Vulnerability detection using BERT based LLM model with transparency obligation practice towards trustworthy AI

Abstract

Vulnerabilities in the source code are one of the main causes of potential threats in software-intensive systems. There are a large number of vulnerabilities published each day, and effective vulnerability detection is critical to identifying and mitigating these vulnerabilities. AI has emerged as a promising solution to enhance vulnerability detection, offering the ability to analyse vast amounts of data and identify patterns indicative of potential threats. However, AI-based methods often face several challenges, specifically when dealing with large datasets and understanding the specific context of the problem. Large Language Model (LLM) is now widely considered to tackle more complex tasks and handle large datasets, which also exhibits limitations in terms of explaining the model outcome and existing works focus on providing overview of explainability and transparency.

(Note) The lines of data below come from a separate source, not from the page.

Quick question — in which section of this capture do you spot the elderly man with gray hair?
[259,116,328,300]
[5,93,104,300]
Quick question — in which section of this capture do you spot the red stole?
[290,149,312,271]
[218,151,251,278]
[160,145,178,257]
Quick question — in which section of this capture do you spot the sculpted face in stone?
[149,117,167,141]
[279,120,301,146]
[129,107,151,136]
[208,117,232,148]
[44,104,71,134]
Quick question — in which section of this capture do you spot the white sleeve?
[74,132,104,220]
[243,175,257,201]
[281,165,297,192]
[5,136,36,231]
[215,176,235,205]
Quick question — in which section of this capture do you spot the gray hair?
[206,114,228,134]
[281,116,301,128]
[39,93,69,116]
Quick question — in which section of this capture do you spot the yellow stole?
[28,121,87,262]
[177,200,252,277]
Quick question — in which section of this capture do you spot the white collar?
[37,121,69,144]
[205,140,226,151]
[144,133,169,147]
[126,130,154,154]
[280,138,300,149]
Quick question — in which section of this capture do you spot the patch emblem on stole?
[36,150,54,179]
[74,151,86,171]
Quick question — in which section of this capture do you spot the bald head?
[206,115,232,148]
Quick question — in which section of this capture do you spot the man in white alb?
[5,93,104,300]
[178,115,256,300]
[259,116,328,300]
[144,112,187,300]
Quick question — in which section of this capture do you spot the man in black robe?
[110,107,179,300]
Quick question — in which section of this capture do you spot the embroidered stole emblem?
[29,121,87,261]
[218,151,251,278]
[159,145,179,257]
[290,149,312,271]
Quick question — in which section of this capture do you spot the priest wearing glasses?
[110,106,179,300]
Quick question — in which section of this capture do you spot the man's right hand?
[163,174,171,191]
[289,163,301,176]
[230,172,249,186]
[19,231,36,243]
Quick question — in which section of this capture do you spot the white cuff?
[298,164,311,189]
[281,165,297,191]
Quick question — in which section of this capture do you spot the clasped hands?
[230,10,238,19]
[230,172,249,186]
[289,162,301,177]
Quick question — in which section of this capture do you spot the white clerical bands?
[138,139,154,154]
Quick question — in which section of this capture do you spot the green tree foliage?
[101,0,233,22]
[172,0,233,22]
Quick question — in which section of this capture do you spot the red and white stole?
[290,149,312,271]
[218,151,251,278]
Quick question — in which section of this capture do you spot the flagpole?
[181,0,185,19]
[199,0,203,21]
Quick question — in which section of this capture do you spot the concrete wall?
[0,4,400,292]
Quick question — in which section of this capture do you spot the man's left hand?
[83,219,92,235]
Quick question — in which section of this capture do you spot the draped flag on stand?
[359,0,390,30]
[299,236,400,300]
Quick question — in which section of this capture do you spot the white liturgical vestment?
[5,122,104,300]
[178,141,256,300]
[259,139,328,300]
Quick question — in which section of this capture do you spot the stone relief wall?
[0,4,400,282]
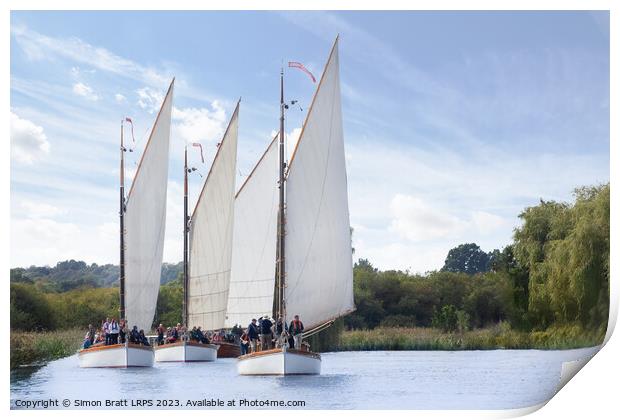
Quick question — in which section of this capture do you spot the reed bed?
[10,329,84,369]
[330,324,604,351]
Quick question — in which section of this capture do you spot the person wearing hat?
[248,318,258,353]
[260,315,273,350]
[288,315,304,350]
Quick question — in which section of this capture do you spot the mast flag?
[125,117,136,143]
[288,61,316,83]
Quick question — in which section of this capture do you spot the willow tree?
[514,184,610,328]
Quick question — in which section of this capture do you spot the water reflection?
[11,349,594,409]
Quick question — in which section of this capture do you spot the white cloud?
[172,101,228,144]
[20,200,65,218]
[472,211,508,235]
[11,112,50,164]
[390,194,465,242]
[11,217,118,267]
[73,82,99,101]
[11,25,171,86]
[136,86,164,114]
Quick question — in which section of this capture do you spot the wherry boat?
[227,39,355,375]
[155,99,239,362]
[78,79,174,367]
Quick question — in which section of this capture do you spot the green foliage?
[10,329,84,369]
[11,260,183,292]
[345,264,517,331]
[514,184,610,330]
[10,284,55,330]
[441,243,493,274]
[432,305,458,332]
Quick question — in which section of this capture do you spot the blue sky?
[11,11,609,272]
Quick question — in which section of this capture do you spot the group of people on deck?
[239,315,304,355]
[83,315,304,355]
[82,318,149,349]
[157,323,218,346]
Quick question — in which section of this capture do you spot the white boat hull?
[155,341,218,362]
[237,349,321,375]
[78,344,154,368]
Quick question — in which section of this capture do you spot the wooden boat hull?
[155,341,218,362]
[237,349,321,375]
[217,343,241,359]
[78,344,154,368]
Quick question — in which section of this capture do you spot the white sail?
[284,40,354,329]
[226,136,278,327]
[125,80,174,331]
[188,104,239,330]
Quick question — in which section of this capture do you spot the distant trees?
[441,243,491,274]
[514,184,610,328]
[10,184,610,343]
[11,260,183,292]
[345,260,516,331]
[345,184,610,338]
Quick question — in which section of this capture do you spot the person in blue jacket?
[248,319,258,353]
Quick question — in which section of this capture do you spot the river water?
[11,348,596,409]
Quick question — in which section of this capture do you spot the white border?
[0,0,620,420]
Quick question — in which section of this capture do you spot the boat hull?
[78,344,154,368]
[217,343,241,359]
[155,341,218,362]
[237,349,321,375]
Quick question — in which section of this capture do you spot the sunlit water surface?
[11,348,596,409]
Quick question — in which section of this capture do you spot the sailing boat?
[155,102,239,362]
[227,38,355,375]
[78,79,174,367]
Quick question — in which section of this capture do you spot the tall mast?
[183,145,189,327]
[119,120,125,319]
[277,68,286,321]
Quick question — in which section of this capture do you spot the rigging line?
[125,189,166,323]
[288,79,337,295]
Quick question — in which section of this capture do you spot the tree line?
[11,260,183,292]
[11,184,610,341]
[345,184,610,338]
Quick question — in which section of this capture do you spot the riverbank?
[330,324,605,351]
[10,329,84,369]
[11,323,605,369]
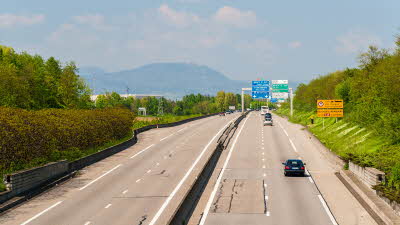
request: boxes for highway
[0,113,239,225]
[0,112,376,225]
[189,112,376,225]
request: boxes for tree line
[283,36,400,198]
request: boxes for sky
[0,0,400,81]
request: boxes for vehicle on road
[264,117,274,126]
[282,159,306,176]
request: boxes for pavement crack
[138,215,147,225]
[228,179,237,213]
[212,179,226,213]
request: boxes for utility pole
[289,88,293,116]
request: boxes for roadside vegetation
[0,45,251,191]
[277,37,400,202]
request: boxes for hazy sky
[0,0,400,81]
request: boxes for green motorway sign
[272,89,289,92]
[272,84,289,90]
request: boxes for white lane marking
[149,118,236,225]
[79,164,122,191]
[178,127,187,132]
[160,134,174,141]
[289,138,297,152]
[305,169,314,183]
[318,195,338,225]
[21,201,62,225]
[131,144,154,159]
[282,128,289,137]
[199,117,249,225]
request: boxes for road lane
[195,113,333,225]
[0,114,239,224]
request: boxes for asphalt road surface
[0,113,239,225]
[0,112,375,225]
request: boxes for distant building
[90,94,164,101]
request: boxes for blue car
[282,159,306,176]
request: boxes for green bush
[0,107,134,174]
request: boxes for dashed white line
[289,138,297,152]
[21,201,62,225]
[199,117,249,225]
[282,128,289,137]
[178,127,187,132]
[79,164,122,191]
[149,117,236,225]
[131,144,154,159]
[318,195,338,225]
[160,134,174,141]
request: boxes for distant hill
[79,63,250,98]
[79,63,300,98]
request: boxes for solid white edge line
[318,195,338,225]
[79,164,122,191]
[282,128,289,137]
[21,201,62,225]
[199,117,249,225]
[130,144,154,159]
[289,138,297,152]
[149,118,236,225]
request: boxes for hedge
[0,107,134,174]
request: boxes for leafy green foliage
[0,46,92,109]
[0,107,134,178]
[278,38,400,200]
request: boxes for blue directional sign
[251,91,269,99]
[271,98,278,103]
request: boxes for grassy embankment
[277,108,388,166]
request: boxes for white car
[264,118,274,126]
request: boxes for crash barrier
[349,161,385,189]
[168,112,249,225]
[0,113,218,213]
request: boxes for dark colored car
[282,159,306,176]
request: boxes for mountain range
[79,63,304,99]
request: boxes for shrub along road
[0,113,239,225]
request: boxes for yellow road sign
[317,109,343,117]
[317,99,343,109]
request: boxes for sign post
[317,99,344,129]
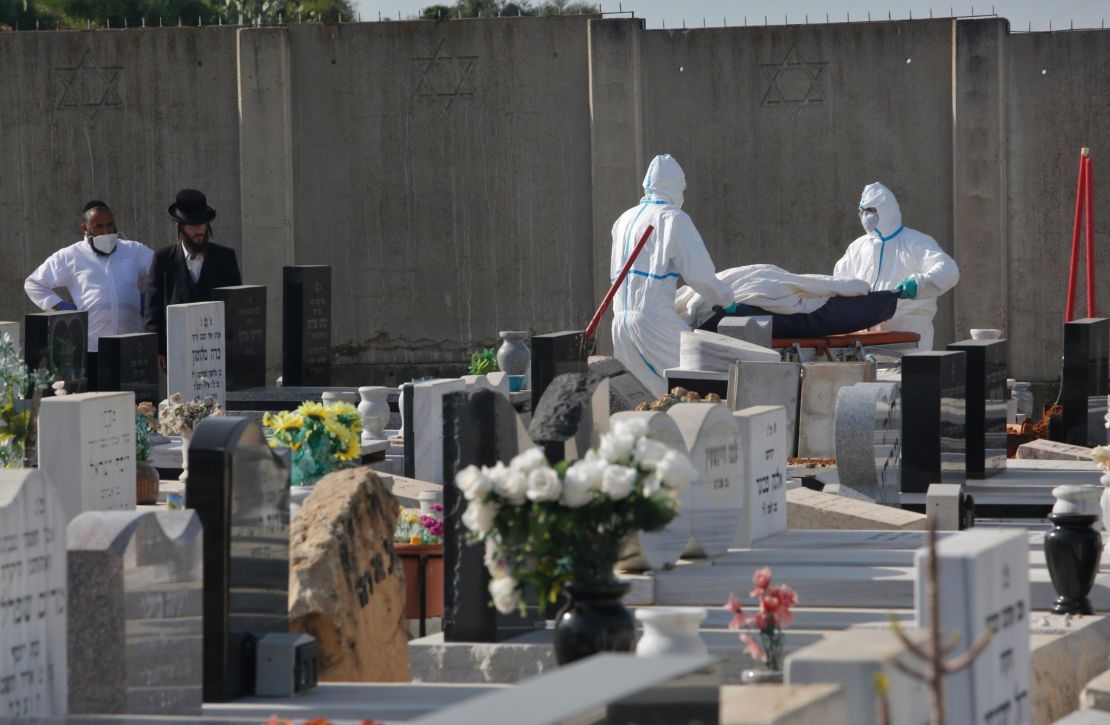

This research introduces a novel transparency obligation practice for vulnerability detection using BERT based LLMs. We address the black-box nature of LLMs by employing XAI techniques, unique combination of SHAP, LIME, heat map. We propose an architecture that combines the BERT model with transparency obligation practices, which ensures the assurance of transparency throughout the entire LLM life cycle. An experiment is performed with a large source code dataset to demonstrate the applicability of the proposed approach. The result shows higher accuracy of 91.8 % for the vulnerability detection and model explainability outcome is highly influenced by “vulnerable”, “function”, "mysql_tmpdir_list", “strmov” tokens using both SHAP and LIME framework. Heatmap of attention weights, highlights the local token interactions that aid in understanding the model's decision points.